Clint Smith

Two Poems

Volume 17:4, Fall 2016 
Slam Issue

 

what the cathedral said to the black boy

come inside child
rest yourself
it’s okay to want to be held
ain’t we all just trying to be
some type of sanctuary for someone?
for every year we are not destroyed
do they not remind us what a miracle
it is to have lasted this long?
amid this plunder
amid all this wreckage
take a breath and call it prayer
take a step and call living
what that ocean tell you child?
that they’re frightened of you?
they fear you because they ain’t
ready for your type of holy
close your eyes
those stained-glass shadows
all we got is what we name ourselves
otherwise I am just a room
you are just body
& we know how wrong that is

 

When Mom Braids my Sister’s Hair

Oprah usually plays on the TV in the background. Jess sits crisscross
applesauce in front of the couch, Mom sitting above her, legs
wrapped around either side of my small sister’s trembling frame, her
hair two hemispheres of Afro puff, a vertical equator of scalp running
its way onto the unseen side of her head. Two minutes in, and tears
are already streaking down her face, each circumnavigating freckles
before falling to the carpet below. The comb is a contestation of
plastic and naps, hair as uncooperative as it is remarkable. Jess keeps
crying and Mom despairs over the heaving child, You’re just as tender-
headed as your Auntie was. Mom wipes the wetness from her face,
leans over to kiss her forehead and stroke the nape of her neck.
Jess’ sobbing slows, and she smiles as Oprah gives a woman a new
house or a new car or some other shiny thing.
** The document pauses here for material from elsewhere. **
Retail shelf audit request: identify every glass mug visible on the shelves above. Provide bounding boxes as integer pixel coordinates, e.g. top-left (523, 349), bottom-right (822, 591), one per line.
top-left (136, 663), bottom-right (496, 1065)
Mom grabs three
pieces of hair, uses the magician in her fingers to slip the strands
between one another. She asks me to go stir the beans on the stove,
the crackling of the comb between hair indistinguishable from the gas
fire brewing beneath our Sunday dinner. I step onto the kitchen stool
and move the spoon slowly inside the pot, peeking over the counter
to watch the procession of thumbs and tresses continue, unsure how
such transformation is possible. Alright, you’re done. Jess hops up from
the carpet and runs to the mirror beaming as if the pain was never there.
Her new braids swinging from her head, a wreath of calla lilies in the wind.

 

 

Clint Smith is a doctoral candidate at Harvard University and has received fellowships from Cave Canem, the Callaloo Creative Writing Workshop, and the National Science Foundation. He is a 2014 National Poetry Slam champion and was a speaker at the 2015 TED Conference. His writing has been published in The New Yorker, The Guardian, The American Literary Review, Boston Review, Harvard Educational Review and elsewhere. He is the author of Counting Descent (Write Bloody Publishing, 2016) and was born and raised in New Orleans.